In fact, dieting and weight cuts are often bad for the body, as it doesn’t get all the energy needed to partake in active sports.

Medscape reported, “With extreme energy restrictions, losses of both muscle and fat mass may adversely influence an athlete’s performance.”

With this said, students still believe that their weight or waistline means that they cannot be a good athlete. This can lead to feelings of discouragement, anger and frustration. All of these would be considered roadblocks that harm the achievement of the students more than the physical ability.

However, there is often no basis for this misconception. Megan Youngkent, physical education teacher at the high school, said, “I have students of all weight ranges that excel in my class. I feel that it is mostly a matter of will than body size. If a student works hard and tries their best, you’d be surprised how athletic they look. If a student is obese, it may be harder for them to move their body in a way they would like to for athletic success.”

Not only is it a matter of will, but good athletes each have one thing in common: good instructors.

Physical education teachers do lots around the gym to try to encourage students of all different shapes and sizes to participate and stay active.

Lauren Bauer, a physical education teacher at Holmes, tries to encourage students that working out can be fun, and to continue it into other aspects of their lives.

“I encourage all of my students to be physically active regardless of their shape and size because I want them to learn how to take care of their bodies along with learn how to live healthy, active lifestyles. I genuinely care about my students and want to provide them with the knowledge and tools necessary to be lifelong movers,” Bauer said.
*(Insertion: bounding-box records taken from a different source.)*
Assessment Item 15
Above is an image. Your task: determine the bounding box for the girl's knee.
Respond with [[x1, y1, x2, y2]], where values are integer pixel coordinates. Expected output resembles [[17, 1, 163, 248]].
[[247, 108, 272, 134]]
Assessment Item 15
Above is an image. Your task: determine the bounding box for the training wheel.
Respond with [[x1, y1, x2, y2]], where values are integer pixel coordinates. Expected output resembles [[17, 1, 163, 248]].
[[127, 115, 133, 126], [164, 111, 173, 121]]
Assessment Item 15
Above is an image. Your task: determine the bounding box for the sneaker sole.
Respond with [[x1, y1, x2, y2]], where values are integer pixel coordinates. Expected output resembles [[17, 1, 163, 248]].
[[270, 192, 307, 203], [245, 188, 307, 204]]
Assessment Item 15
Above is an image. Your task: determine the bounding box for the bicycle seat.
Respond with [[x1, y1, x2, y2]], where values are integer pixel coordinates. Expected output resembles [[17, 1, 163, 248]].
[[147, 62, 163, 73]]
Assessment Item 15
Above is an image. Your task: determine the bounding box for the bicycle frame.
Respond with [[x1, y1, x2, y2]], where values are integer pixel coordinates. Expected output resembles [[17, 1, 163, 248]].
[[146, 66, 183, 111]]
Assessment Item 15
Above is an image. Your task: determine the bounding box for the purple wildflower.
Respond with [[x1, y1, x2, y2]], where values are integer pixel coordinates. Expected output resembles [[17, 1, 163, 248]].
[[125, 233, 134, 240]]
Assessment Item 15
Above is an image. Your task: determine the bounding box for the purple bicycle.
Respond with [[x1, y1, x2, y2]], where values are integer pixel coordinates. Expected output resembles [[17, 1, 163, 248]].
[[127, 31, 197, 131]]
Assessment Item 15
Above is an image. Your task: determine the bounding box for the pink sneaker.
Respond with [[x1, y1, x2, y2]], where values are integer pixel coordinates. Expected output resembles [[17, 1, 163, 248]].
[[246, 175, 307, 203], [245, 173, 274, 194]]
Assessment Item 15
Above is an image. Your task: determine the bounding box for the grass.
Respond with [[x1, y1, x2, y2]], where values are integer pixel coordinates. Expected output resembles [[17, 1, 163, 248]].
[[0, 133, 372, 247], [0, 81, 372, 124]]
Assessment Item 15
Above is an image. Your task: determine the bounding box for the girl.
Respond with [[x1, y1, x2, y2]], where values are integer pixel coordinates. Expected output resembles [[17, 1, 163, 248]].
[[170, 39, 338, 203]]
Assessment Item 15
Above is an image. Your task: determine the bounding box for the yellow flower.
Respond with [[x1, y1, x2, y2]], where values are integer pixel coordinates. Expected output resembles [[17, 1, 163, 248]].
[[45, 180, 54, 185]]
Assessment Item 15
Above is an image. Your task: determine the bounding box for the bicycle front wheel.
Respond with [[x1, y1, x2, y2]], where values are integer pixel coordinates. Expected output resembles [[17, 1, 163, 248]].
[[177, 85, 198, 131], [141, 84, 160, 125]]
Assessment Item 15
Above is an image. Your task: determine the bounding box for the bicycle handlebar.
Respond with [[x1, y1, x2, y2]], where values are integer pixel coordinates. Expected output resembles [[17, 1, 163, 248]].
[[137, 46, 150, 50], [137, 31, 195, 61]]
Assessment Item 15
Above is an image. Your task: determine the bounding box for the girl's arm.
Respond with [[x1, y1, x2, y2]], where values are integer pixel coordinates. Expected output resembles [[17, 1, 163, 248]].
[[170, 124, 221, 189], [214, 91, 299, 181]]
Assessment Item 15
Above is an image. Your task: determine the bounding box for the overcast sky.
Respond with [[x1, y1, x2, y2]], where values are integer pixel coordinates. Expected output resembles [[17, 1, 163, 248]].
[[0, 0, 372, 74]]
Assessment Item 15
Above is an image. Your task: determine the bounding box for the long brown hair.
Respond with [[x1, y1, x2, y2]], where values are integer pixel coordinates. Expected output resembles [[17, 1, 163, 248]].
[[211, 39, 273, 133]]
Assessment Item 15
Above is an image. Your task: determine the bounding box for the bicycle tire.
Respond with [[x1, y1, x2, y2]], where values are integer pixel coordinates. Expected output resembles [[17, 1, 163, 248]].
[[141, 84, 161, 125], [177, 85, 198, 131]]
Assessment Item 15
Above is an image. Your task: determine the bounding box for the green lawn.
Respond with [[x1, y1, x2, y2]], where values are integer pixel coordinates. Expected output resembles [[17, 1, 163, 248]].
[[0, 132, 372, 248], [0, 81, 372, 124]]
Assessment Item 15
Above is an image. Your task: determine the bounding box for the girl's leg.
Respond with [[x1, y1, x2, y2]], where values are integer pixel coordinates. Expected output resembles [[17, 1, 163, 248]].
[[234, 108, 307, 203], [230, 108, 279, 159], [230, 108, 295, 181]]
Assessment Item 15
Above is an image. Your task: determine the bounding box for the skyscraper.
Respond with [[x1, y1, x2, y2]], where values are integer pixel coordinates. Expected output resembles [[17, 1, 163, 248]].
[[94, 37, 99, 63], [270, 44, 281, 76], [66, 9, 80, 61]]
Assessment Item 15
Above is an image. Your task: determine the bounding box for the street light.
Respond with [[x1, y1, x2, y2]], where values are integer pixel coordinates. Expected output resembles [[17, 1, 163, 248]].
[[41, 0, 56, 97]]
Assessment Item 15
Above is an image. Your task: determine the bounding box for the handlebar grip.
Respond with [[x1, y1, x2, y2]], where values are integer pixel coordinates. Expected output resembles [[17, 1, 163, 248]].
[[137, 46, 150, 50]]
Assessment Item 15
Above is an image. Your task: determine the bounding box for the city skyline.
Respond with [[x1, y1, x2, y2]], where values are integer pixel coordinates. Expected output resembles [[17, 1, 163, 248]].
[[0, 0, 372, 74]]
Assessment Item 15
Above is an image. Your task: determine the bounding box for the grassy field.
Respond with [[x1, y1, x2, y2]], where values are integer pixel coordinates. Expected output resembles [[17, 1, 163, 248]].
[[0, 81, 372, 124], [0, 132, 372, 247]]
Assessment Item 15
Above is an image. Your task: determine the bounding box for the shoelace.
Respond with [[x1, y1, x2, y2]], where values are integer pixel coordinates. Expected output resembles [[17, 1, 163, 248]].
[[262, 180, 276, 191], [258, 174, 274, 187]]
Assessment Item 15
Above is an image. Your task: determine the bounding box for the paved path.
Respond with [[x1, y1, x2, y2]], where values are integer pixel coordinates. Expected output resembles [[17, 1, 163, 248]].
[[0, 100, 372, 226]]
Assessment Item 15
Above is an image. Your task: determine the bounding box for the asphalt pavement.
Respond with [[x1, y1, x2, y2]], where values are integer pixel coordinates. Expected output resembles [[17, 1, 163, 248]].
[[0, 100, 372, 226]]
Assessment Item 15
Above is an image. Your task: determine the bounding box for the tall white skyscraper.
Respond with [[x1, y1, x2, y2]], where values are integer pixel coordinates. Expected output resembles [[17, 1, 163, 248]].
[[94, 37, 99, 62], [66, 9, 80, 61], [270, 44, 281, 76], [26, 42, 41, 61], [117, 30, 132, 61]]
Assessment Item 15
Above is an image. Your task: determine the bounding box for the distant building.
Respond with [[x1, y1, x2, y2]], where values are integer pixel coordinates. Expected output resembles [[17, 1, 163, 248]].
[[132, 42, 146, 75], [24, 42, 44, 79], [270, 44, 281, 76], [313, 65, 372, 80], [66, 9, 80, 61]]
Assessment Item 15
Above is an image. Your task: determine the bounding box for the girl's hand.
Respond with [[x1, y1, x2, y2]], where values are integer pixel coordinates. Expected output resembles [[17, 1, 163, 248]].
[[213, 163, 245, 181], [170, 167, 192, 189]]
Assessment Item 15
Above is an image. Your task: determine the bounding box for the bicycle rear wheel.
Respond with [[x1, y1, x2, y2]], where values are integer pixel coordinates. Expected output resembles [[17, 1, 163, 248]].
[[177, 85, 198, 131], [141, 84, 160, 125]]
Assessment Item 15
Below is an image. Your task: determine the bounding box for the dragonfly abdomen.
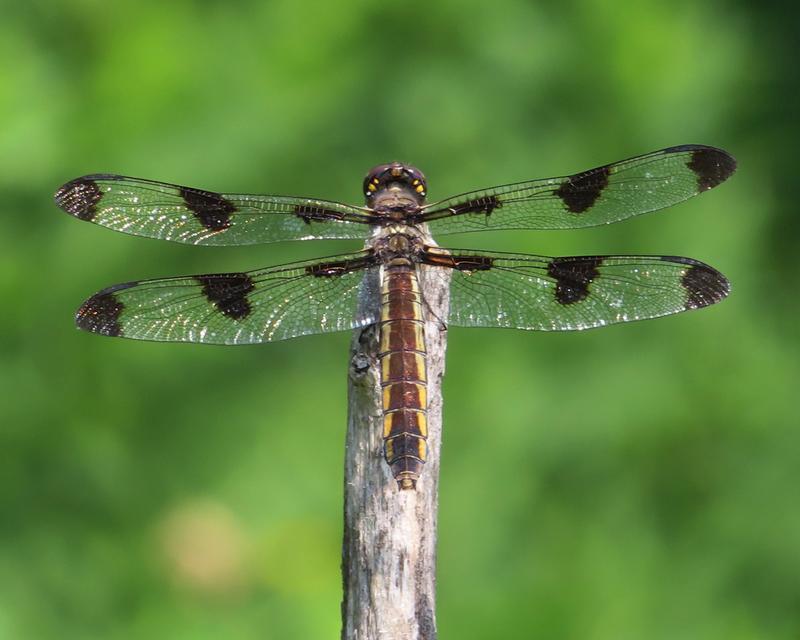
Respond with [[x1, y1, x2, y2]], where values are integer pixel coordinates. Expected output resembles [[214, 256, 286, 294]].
[[378, 264, 428, 489]]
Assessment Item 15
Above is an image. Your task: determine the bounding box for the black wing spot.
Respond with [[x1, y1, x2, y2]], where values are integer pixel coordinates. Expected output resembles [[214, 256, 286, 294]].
[[686, 147, 736, 191], [75, 291, 125, 337], [547, 256, 603, 305], [553, 166, 609, 213], [179, 187, 236, 231], [197, 273, 255, 320], [294, 204, 344, 224], [676, 257, 731, 311], [55, 178, 103, 222], [450, 196, 503, 216]]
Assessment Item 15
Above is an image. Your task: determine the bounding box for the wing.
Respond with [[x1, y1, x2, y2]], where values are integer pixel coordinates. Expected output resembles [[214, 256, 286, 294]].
[[423, 249, 730, 331], [420, 145, 736, 234], [75, 251, 380, 344], [55, 174, 372, 245]]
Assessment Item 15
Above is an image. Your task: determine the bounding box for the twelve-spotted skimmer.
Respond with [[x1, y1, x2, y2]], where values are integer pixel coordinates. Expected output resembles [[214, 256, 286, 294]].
[[55, 145, 736, 489]]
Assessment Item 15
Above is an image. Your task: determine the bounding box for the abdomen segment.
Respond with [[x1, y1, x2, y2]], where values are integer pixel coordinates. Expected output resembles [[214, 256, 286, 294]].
[[378, 265, 428, 489]]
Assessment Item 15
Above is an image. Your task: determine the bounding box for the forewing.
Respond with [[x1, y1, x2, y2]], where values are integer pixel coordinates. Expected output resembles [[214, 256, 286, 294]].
[[420, 145, 736, 234], [75, 251, 379, 344], [425, 249, 730, 331], [55, 174, 371, 245]]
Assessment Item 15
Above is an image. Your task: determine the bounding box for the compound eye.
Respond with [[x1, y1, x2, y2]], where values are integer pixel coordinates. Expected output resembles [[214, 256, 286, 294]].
[[367, 178, 380, 198]]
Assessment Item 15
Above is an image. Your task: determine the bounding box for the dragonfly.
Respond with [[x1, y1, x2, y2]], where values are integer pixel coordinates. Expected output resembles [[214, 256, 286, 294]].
[[55, 145, 736, 490]]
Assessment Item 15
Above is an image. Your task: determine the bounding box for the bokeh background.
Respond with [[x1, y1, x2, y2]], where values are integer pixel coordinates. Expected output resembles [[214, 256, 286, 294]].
[[0, 0, 800, 640]]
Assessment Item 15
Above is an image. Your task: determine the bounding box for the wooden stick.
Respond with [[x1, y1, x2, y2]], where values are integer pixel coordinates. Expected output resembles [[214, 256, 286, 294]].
[[342, 269, 449, 640]]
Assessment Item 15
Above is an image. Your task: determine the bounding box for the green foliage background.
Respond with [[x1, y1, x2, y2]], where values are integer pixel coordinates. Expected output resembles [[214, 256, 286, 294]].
[[0, 0, 800, 640]]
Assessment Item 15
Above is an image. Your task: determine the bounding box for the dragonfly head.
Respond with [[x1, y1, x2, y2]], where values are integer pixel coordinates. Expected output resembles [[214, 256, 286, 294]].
[[364, 162, 428, 208]]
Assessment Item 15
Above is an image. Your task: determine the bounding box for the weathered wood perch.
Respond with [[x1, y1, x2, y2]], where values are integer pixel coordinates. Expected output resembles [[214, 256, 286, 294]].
[[342, 268, 449, 640]]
Ethan Jennings, a physical educator at Peet, said that he tries to focus on integrating each student into a role in the PE class. “Every PE class has a wide range of ability levels.  We do skill development many days depending on the activity. I will give different tasks for students based on their abilities. It is good for everyone to participate for peers of differing abilities. I will group kids on skill level when it comes to game play. Usually, I try and spread out the differing abilities. I hope that the more skilled students help develop the skills of their peers. When playing a game, it creates more competition if teams have an overall skill level that is similar,” Jennings said.

Regardless of weight, skill level and motivation, every student is encouraged to get up and get moving, whether you are in a PE class or sitting at home.